English version (French version)

The other day I looked into asynchronous programming in Java and I ran into this article: Asynchronous processing in Java applications – leveraging those multi-cores

Awesome article to learn about parallel programming in Java.

But of course, my pet language being python, I looked into solution for parallel programming in python.

After a couple of search on the net I found parallelpython, a handy little library to easily do parallel programming in python.

So let's start again, what do we want to achieve with parallel programming ? Well the basic idea is that we want to do several tasks at the same time, in parallel.

Let's build a basic script which executes two time a functions which wait for 5 seconds before informing us it is done:

#!/usr/bin/python
 
"""
Non-asynchronous python example
"""
 
import time
 
def background_stuff(num):
  time.sleep(5) # wait 5 seconds
  return "%s I'm done" % num
 
if __name__ == "__main__":
    print "Start at:" , time.asctime(time.localtime())
 
    print "Start doing something"
    print background_stuff(1)
    print "Do something..."
    print " ... do something else..."
    print background_stuff(2)
    print "I'm done"
 
    print "End at:", time.asctime(time.localtime())

What we would like to see is something like:

Start at: <date and time>
Start doing something
Do something
 ... do something else...
1 I'm done
2 I'm done
End at: <date and time>

However what we see is:

Start at: Fri Aug 19 13:35:15 2011
Start doing something
1 I'm done
Do something...
 ... do something else...
2 I'm done
End at: Fri Aug 19 13:35:25 2011

So python waits that the first function finishes before moving along the code.
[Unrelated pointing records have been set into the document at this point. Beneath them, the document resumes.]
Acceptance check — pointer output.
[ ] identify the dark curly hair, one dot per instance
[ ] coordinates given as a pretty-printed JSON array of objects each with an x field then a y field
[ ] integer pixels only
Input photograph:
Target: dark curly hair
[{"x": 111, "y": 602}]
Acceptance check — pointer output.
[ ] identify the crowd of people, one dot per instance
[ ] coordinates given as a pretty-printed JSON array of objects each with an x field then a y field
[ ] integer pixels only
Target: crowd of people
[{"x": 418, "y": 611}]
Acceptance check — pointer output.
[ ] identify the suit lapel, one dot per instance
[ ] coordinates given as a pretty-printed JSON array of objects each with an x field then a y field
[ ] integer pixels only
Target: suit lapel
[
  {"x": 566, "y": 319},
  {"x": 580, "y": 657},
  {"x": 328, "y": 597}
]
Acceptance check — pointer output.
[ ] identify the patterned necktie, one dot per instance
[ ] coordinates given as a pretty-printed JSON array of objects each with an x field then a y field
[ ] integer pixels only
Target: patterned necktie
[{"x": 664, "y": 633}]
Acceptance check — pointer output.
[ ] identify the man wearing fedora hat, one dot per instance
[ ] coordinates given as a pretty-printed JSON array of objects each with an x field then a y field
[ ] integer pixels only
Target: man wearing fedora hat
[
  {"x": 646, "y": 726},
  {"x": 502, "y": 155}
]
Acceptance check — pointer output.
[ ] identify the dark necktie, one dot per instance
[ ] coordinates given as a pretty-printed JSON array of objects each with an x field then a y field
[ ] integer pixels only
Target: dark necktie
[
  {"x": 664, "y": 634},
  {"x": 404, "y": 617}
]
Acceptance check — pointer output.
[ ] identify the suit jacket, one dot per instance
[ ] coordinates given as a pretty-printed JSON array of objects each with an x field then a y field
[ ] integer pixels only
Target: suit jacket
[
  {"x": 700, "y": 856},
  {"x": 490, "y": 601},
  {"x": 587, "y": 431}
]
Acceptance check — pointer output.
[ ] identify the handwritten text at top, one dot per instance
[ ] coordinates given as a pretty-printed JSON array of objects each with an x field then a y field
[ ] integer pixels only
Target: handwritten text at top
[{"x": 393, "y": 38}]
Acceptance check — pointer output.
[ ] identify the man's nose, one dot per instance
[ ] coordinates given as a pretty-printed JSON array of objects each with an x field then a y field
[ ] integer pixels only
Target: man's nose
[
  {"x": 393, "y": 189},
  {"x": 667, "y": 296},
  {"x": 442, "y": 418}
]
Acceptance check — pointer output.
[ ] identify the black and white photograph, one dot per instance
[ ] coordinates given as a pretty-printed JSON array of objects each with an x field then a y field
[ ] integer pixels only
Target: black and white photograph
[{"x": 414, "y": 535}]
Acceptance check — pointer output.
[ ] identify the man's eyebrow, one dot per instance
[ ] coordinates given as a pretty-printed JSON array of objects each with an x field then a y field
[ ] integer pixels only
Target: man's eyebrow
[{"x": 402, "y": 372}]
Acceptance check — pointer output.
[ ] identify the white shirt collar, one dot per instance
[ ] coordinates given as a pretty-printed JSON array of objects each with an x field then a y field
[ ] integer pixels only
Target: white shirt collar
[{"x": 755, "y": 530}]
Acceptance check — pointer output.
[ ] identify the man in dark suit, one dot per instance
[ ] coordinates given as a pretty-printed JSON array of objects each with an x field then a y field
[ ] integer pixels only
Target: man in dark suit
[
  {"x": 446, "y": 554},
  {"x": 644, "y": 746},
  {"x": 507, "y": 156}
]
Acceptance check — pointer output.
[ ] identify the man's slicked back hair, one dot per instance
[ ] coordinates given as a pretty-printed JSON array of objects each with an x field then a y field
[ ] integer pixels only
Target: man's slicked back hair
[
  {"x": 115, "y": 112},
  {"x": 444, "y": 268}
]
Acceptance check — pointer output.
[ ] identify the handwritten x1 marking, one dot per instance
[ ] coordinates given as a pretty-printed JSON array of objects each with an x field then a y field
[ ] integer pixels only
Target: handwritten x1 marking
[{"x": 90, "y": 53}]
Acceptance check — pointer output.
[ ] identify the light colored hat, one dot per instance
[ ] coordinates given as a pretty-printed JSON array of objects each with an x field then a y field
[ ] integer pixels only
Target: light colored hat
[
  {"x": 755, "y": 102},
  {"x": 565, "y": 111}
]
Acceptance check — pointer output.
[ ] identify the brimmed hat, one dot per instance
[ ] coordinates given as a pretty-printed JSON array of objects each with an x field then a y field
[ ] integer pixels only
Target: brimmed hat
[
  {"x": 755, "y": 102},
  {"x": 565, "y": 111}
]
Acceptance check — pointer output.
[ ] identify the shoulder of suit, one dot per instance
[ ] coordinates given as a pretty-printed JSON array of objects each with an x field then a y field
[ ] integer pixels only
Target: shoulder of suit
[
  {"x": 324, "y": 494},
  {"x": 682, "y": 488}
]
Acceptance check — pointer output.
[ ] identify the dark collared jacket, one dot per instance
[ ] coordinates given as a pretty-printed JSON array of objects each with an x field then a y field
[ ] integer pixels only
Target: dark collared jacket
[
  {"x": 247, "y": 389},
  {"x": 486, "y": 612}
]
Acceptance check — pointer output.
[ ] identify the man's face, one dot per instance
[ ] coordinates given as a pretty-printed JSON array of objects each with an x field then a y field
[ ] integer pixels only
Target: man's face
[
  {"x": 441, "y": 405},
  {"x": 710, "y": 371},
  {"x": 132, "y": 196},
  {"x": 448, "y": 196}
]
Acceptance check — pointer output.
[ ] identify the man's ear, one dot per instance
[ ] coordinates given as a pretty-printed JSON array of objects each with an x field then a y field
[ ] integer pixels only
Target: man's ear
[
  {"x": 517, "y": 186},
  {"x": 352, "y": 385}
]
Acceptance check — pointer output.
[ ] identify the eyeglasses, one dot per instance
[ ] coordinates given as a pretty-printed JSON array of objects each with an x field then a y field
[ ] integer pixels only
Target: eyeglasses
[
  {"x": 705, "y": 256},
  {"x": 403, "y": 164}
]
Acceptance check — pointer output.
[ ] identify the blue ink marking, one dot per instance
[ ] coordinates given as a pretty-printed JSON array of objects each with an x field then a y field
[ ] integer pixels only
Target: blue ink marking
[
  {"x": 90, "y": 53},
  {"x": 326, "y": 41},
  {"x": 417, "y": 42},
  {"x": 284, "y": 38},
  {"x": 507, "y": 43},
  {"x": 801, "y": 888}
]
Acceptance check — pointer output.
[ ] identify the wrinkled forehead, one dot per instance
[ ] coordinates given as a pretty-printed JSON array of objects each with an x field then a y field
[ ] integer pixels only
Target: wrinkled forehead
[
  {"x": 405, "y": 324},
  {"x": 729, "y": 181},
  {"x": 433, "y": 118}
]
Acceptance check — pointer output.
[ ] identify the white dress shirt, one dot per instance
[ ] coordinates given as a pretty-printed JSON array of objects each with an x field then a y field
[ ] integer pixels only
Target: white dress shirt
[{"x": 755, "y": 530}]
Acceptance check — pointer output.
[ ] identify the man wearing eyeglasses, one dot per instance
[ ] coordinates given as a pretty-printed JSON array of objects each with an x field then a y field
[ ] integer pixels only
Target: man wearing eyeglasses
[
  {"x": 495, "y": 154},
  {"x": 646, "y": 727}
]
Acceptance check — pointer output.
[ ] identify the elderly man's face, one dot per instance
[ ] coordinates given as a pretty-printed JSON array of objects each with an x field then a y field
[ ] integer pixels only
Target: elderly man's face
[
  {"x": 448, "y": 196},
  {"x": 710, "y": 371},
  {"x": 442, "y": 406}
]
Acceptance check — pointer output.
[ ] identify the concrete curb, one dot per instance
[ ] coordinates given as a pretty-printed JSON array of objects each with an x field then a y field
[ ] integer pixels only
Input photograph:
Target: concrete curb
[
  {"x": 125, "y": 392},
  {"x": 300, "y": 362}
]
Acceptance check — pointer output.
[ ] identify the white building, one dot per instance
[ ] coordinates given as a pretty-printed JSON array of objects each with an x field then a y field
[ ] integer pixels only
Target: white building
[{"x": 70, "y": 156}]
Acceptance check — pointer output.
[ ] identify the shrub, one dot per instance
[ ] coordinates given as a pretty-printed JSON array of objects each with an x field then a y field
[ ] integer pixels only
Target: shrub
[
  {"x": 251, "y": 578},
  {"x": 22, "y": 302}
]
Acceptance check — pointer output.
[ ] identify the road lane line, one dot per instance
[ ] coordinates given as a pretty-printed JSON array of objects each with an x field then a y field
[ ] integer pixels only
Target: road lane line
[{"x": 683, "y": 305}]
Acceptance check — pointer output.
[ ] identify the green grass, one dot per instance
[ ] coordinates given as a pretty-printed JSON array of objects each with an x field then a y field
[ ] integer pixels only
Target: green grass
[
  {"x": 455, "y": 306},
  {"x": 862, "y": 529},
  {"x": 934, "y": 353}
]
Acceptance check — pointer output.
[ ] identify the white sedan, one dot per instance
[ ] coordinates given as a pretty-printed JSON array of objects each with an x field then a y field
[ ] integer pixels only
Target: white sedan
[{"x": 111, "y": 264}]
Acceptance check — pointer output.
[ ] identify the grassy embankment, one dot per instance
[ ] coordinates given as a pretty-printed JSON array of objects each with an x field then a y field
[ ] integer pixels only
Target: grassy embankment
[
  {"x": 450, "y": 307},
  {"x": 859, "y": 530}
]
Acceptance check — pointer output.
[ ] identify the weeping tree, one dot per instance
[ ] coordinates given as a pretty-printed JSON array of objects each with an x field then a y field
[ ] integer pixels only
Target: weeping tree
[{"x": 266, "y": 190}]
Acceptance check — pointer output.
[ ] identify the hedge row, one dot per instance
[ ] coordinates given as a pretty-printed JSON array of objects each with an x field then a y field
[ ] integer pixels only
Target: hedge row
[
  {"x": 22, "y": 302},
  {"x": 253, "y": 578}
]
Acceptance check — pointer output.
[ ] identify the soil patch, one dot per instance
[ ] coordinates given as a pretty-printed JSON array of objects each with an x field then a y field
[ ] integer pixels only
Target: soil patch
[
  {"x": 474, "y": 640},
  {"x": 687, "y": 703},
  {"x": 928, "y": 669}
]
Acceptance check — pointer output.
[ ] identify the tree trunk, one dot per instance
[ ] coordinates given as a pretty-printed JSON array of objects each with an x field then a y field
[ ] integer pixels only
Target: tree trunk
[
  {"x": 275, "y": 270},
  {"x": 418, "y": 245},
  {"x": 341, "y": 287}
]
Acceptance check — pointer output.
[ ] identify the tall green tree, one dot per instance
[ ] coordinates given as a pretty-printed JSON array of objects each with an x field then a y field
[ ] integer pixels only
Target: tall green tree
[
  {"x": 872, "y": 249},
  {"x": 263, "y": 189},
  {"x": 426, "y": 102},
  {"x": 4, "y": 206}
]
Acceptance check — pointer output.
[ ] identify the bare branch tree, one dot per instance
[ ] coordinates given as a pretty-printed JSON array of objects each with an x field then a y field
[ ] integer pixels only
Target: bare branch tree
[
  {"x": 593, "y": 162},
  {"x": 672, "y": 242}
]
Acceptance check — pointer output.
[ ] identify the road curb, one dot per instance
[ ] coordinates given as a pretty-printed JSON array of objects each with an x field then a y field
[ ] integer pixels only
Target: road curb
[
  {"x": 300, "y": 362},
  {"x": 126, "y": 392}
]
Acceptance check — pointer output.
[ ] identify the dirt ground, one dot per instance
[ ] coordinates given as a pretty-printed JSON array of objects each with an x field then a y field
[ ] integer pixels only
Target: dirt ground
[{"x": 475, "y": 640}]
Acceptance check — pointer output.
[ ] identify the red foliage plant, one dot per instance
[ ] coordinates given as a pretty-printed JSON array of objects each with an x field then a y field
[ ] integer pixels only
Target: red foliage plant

This is the normal behaviour, everything is sequential and it took 10 seconds to run this program.

But we can do better than that and rewrite the program to use parallel programming.

First install the parallel-python library:

yum install python-pp

There is our new script:

#!/usr/bin/python
 
"""
Asynchronous python example
"""
 
import pp
import time
 
def background_stuff(num):
  time.sleep(5)
  return "%s I'm done" % num
 
if __name__ == "__main__":
    print "Start at:" , time.asctime(time.localtime())
    job_server = pp.Server()
 
    print "Start doing something"
 
    f1 = job_server.submit(background_stuff, (1,) , modules=('time',))
    f2= job_server.submit(background_stuff, (2,), modules=('time',))
    print "Do something..."
    print " ... do something else..."
 
    print f1()
    print f2()
 
 
    print "End at:", time.asctime(time.localtime())

The important lines are:

import pp

Load the parallel-python library

job_server = pp.Server()

Creates a server of task

f1 = job_server.submit(background_stuff, (1,) , modules=('time',))

Submit a task to the server.

The first argument is the name of the function, the second argument (has to be a tuple) are the arguments to this function and (here) the third argument is a tuple of all the module the function is allowed to load. Note that if the background_stuff had an "import time" the modules argument would not be necessary.

And now the output is:

Start at: Fri Aug 19 13:43:46 2011
Start doing something
Do something...
 ... do something else...
1 I'm done
2 I'm done
End at: Fri Aug 19 13:43:51 2011

As you can see this time, we were able to call twice the background_stuff function, do something else in the mean while, getting back the output from these two functions and it ran in 5 seconds!